Je n’avais jamais cru au surnaturel. Pour moi, le monde obéissait à des lois simples, concrètes. Chaque phénomène avait son explication, chaque peur sa cause rationnelle. La science, la logique, l’expérience : tout pouvait s’expliquer, il suffisait de chercher. La peur n’était qu’un reste d’instinct animal, un réflexe face à l’inconnu. J’avais bâti ma vie sur cette conviction, menée des enquêtes solides, arraché des vérités au cœur du mensonge. Jusqu’à cette nuit. Cette nuit où, dans le manoir de Chantelombre, mes certitudes se sont fissurées.

 

Dès l’instant où nous avons franchi le vieux portail, quelque chose s’est détraqué. L’air, moite et lourd malgré le froid nocturne, s’accrochait à la peau comme un linceul humide. Une pression sourde m’enveloppait la poitrine, presque imperceptible mais tenace, comme si l’atmosphère elle-même portait un souvenir trop ancien pour être nommé. Au-dessus, le ciel s’épaississait, noyé sous des nuages déchirés, prêts à craquer sous un silence chargé de tension. Pas un souffle de vent, pas un cri d’oiseau. Rien. Un vide presque sacrilège.

 

Le manoir nous faisait face, massif, figé dans une agonie sans fin. Les pierres de sa façade, fendues, recouvertes de mousse, transpiraient l’abandon. Les volets branlants claquaient doucement, comme si le bâtiment respirait encore, à sa manière. Ce n’était pas juste une ruine. C’était un vestige en colère, accroché à un passé qu’il refusait d’abandonner. Il dégageait une énergie étrange, rampante, qui me frôlait la nuque. Comme si le manoir nous fixait. Non pas avec des yeux, mais avec une conscience. Froide. Ancienne. Persistante.

 

Mark marchait en tête, sa silhouette découpée contre la façade. Ses pas résonnaient, réguliers, décidés. Trop décidés. Comme s’il essayait de couvrir quelque chose. Sa voix, quand il parlait, était neutre, presque mécanique. Il donnait ses instructions calmement, trop peut-être. Un ton étudié. Un ton qui disait : « je ne suis pas impressionné », alors que ses épaules se raidissaient un peu plus à chaque mètre.

 

Sarah fermait la marche. Elle ne disait rien. Ses gestes, vifs, précis, s’enchaînaient sans pause. Elle posait ses capteurs, alignait ses instruments comme un chirurgien avant une opération. C’était sa manière de tenir le choc : agir, se concentrer, refuser l’espace à la peur. La lumière bleutée des écrans découpait son visage, durci par la concentration. Elle évitait le manoir du regard, comme si croiser son « regard » était déjà une erreur.

 

Lucas restait un peu à l’écart, figé. Les bras croisés sur sa poitrine, les yeux clos, la mâchoire tendue. Il tremblait légèrement. Pas de peur panique. Une tension différente. Une lutte intérieure, peut-être. Ou un souvenir qui remontait. Il ne parlait pas. Mais sa respiration saccadée parlait pour lui.

 

Je ne bougeais pas. Pieds cloués au sol, regard accroché au seuil noir du manoir. Ma lampe torche pesait dans ma main, moite. Une part de moi criait que tout ceci n’était qu’un décor sinistre. Juste des pierres, de la poussière, de l’histoire. Mais une autre part, plus profonde, plus viscérale, refusait d’avancer. Quelque chose m’arrêtait. Quelque chose de primitif, d’incontrôlable. L’instinct. Cette sensation que ce lieu n’était pas simplement désert… mais habité. Que quelque chose veillait.

 

— Tu ressens ce truc dans l’air ? Murmura Sarah en haussant à peine les épaules.

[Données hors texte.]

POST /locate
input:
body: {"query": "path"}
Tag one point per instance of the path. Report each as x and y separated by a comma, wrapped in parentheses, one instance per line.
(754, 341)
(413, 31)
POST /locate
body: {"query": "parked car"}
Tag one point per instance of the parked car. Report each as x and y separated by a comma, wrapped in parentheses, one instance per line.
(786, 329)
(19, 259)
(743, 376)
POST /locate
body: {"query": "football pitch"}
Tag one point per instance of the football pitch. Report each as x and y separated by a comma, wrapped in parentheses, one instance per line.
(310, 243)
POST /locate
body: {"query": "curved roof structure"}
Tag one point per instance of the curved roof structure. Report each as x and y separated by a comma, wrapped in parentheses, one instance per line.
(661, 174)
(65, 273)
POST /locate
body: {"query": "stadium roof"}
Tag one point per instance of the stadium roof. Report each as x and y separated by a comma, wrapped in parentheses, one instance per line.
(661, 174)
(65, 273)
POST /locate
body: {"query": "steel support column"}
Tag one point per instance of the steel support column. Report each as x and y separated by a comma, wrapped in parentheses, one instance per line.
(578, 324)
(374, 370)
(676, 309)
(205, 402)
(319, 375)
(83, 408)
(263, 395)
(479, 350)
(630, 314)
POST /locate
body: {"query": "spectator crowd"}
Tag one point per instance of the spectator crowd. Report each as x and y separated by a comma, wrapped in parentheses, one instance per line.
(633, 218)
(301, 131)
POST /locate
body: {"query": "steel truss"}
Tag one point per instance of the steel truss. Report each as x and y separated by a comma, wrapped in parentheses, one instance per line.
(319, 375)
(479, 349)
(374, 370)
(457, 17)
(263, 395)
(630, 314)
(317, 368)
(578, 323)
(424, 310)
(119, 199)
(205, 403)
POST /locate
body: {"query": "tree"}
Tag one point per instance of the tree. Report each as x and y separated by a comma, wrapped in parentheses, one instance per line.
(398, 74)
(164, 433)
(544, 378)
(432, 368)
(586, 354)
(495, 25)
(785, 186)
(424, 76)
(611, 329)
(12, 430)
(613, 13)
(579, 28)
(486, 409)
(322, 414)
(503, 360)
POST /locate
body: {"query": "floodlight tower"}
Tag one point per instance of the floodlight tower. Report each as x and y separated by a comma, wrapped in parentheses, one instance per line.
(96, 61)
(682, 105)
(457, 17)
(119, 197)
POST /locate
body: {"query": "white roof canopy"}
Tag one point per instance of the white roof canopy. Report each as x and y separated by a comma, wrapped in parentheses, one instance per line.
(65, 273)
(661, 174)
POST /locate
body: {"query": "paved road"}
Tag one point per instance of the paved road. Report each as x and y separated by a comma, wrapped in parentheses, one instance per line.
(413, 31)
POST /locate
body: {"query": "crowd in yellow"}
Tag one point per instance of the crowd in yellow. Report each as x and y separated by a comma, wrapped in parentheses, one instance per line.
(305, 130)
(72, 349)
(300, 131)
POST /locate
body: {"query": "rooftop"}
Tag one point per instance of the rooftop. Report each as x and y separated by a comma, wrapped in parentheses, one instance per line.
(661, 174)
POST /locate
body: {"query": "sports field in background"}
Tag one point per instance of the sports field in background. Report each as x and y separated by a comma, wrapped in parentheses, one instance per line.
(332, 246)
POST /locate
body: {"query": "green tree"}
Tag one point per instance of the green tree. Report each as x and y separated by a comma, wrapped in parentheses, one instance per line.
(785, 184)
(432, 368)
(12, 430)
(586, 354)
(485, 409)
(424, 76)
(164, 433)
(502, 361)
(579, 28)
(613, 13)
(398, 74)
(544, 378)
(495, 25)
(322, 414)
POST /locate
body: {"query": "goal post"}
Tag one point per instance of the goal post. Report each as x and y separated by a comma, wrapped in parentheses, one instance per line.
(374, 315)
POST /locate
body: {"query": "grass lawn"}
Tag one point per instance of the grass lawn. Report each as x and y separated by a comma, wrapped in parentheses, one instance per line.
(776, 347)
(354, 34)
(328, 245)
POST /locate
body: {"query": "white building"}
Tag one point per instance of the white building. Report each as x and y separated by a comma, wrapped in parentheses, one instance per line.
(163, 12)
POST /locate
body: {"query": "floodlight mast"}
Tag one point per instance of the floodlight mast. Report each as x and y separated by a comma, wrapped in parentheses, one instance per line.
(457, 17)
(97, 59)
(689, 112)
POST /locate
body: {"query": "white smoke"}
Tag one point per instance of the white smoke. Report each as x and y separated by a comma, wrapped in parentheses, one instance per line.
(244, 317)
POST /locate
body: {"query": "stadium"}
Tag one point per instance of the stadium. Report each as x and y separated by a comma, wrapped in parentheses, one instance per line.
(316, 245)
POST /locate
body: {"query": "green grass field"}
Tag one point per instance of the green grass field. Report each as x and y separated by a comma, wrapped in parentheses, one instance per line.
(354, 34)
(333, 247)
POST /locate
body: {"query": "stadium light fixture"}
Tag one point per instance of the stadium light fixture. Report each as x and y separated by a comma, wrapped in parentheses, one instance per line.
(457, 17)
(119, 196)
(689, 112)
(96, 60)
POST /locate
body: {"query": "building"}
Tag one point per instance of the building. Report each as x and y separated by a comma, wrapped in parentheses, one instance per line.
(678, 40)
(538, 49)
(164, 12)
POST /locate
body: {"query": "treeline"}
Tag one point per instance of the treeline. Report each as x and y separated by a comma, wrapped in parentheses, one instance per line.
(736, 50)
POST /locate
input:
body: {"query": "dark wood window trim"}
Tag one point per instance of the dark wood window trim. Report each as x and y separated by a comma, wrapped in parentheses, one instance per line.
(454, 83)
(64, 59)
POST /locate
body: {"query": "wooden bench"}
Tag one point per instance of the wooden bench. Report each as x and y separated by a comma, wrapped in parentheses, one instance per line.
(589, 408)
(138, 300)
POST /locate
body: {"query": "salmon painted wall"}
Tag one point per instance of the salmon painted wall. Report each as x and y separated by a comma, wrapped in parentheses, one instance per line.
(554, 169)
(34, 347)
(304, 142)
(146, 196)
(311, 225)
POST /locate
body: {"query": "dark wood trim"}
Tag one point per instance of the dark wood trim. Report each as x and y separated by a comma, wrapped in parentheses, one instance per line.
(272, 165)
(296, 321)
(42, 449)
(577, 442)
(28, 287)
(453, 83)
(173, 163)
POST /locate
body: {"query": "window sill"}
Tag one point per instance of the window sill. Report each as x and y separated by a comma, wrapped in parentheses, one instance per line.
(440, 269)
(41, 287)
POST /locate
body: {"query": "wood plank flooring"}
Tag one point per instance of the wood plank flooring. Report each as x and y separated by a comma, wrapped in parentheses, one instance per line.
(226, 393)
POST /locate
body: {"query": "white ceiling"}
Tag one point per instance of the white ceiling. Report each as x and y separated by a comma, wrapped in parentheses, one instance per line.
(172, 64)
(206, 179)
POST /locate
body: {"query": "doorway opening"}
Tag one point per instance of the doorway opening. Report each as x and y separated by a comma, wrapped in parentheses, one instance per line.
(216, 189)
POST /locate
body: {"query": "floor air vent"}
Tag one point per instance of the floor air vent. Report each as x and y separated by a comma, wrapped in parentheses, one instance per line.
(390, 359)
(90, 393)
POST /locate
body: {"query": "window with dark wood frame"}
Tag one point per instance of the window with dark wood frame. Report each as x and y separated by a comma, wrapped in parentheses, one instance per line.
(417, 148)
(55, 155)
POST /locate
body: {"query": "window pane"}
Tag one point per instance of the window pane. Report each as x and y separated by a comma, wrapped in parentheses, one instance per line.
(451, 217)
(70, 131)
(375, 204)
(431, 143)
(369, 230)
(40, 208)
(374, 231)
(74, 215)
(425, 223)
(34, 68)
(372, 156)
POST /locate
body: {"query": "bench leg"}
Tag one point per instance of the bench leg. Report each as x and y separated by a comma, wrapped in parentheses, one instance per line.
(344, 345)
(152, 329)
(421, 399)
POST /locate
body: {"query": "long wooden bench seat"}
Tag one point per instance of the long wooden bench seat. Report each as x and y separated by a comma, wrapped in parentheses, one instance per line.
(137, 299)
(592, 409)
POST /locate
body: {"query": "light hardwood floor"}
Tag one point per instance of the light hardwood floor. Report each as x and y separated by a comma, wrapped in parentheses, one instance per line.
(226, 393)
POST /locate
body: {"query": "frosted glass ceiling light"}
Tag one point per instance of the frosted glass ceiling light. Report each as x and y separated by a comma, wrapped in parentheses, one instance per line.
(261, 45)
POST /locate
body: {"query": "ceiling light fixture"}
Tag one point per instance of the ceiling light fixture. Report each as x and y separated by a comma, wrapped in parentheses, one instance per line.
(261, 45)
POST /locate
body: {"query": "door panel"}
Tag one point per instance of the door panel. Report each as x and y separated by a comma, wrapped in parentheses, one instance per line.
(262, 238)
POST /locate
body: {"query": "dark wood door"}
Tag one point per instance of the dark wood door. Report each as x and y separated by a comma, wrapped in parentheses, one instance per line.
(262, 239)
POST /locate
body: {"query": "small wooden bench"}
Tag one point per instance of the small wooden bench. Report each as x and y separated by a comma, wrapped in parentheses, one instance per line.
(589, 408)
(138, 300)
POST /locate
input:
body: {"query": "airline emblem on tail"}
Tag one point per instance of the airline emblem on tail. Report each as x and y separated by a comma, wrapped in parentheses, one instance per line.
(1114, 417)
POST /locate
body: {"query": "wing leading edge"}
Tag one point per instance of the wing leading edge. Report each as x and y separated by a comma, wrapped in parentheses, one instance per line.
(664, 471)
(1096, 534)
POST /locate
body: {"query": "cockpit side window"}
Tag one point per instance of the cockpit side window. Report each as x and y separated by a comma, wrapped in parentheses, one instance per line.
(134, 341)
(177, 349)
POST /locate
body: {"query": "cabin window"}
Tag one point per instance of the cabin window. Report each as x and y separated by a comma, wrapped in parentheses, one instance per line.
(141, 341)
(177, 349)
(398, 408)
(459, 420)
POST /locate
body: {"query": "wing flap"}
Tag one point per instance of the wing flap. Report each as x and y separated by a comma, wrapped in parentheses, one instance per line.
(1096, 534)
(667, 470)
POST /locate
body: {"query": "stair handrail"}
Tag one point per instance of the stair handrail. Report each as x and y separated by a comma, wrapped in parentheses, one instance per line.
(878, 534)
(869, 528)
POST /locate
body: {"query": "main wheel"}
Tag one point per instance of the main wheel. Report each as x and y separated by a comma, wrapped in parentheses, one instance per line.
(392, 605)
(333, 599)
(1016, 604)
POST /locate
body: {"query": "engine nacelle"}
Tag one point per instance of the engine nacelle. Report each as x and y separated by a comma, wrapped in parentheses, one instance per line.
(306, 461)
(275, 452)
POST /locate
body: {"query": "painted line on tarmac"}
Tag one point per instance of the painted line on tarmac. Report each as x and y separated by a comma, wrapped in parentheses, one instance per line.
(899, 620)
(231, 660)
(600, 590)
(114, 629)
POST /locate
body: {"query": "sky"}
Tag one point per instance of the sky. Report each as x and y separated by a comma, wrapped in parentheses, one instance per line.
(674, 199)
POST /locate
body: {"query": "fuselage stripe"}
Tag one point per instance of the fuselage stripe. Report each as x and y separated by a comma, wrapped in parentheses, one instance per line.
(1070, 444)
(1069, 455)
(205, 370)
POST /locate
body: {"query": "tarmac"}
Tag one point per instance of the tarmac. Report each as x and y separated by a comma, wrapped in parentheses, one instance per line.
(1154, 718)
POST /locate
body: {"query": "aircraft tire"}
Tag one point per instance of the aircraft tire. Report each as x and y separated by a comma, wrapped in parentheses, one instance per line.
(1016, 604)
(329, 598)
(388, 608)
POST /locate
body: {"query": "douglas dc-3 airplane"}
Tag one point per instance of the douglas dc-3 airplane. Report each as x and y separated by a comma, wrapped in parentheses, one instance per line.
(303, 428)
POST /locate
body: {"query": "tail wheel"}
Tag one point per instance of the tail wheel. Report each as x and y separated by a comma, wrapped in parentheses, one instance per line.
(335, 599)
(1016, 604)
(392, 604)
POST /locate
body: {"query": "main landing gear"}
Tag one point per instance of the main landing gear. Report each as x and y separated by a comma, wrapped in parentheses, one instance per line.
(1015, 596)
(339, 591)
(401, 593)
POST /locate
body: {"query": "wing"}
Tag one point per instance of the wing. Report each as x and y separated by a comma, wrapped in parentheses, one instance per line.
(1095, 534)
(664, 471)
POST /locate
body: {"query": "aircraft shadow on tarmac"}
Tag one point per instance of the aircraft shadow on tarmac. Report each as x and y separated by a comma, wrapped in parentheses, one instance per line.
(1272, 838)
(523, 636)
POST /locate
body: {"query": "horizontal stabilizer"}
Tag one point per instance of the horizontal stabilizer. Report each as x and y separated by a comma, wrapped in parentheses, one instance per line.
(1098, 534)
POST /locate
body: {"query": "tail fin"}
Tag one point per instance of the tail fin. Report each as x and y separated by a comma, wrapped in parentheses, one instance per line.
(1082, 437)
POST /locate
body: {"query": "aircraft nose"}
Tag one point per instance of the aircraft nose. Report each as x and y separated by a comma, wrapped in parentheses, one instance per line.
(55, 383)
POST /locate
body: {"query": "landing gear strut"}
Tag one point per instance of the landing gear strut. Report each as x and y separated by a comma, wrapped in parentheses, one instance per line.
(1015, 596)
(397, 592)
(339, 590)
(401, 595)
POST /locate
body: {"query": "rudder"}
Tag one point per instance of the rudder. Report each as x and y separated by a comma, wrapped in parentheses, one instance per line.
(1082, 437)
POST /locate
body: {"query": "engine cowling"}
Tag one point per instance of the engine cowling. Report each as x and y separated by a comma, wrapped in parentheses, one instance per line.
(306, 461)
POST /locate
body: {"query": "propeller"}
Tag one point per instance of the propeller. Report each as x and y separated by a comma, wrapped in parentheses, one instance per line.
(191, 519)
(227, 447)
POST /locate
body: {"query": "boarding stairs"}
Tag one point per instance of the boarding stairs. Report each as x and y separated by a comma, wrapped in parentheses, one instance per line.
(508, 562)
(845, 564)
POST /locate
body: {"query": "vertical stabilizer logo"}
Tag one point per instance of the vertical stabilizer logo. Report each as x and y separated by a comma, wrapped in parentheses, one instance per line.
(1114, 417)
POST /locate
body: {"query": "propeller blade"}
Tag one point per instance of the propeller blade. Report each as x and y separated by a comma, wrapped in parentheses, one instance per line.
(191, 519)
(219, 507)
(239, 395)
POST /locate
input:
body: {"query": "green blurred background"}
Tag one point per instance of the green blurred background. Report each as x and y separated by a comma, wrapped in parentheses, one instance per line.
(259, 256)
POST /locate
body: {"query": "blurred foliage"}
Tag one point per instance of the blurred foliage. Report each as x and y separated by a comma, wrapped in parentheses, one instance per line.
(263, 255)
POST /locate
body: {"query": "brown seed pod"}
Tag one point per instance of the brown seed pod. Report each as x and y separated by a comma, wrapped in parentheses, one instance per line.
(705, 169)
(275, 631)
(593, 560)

— Ce n’est pas de l’air. C’est… une respiration, souffla Lucas. Mais pas une qui veut vivre.

 

Je hochai la tête, incapable de parler. Mes doigts serraient la lampe jusqu’à en faire blanchir mes phalanges. Chaque respiration devenait un effort. Le silence n’était pas l’absence de bruit : c’était une présence. Un étau qui se refermait. Chaque pas, chaque bruit de chaussure contre les carreaux fissurés résonnait comme un écho désespéré dans un gouffre sans fond. La lumière oscillait, déformant les contours, faisant danser des formes sans source. Mon cœur cognait si fort que je croyais qu’on pouvait l’entendre dans tout le manoir.

 

— On n’est pas là pour jouer aux touristes, lança Mark d’un ton sec. On entre, on filme, on documente, on ressort. Rapide. Efficace.

 

Sa voix claqua dans l’air figé. Mais elle n’effaça rien. La tension reste. Une corde tendue, prête à se rompre au moindre geste.

 

Quand la porte céda sous notre poussée, le froid nous frappa de plein fouet. Un froid sec, tranchant, qui n’avait rien à voir avec la nuit. Il s’insinua sous les vêtements, s’accrocha aux os, éteignit toute chaleur en un souffle. C’était un froid ancien, comme un souvenir mal enterré. Il ne piquait pas la peau. Il entrait dedans.

 

À l’intérieur, la lumière s’éteignait à peine projetée. Les murs dévoraient les faisceaux, les avalaient sans renvoi. L’obscurité n’était pas passive. Elle attendait. Elle observait. Chaque pas faisait grincer le plancher, chaque souffle soulevait la poussière figée. Le silence devenait matière, suspendu entre les murs, étouffant chaque son.

 

Soudain, un grincement. Aigu. Lent. Inattendu. Une porte, quelque part, qui s’ouvrait sans qu’on la touche. Le bruit fendit l’air comme une lame. Puis un autre. Un craquement, plus grave, comme si une poutre expirait. Ou comme si quelque chose retenait sa respiration, juste derrière.

 

La sensation d’être observé devint insupportable. Mon dos me brûlait. Mon esprit hurlait. Quelque chose nous regardait. Quelque chose attendait.

 

— Il y a quelqu’un ? Criai-je.

 

Ma voix, plus tremblante que je ne l’aurais voulu, se perdit dans l’espace. Pas d’écho. Rien.

 

Puis dans un souffle, un murmure. Faible. Inaudible. Comme un mot oublié, porté par les murs. Il rampa dans l’air, se faufila jusqu’à moi. Une lame glacée me transperça l’estomac. Mon corps se contracta. Tous mes muscles se tendirent. J’étais prêt à courir. Ou à frapper. Ou à tomber.

 

Mais je ne pouvais pas bouger.

 

Quelque chose approchait. Lentement. Sans bruit. Et j’étais toujours là. À attendre.

 

— Vous avez déjà entendu des fantômes parler ? Demanda Lucas, sans détourner les yeux du vide.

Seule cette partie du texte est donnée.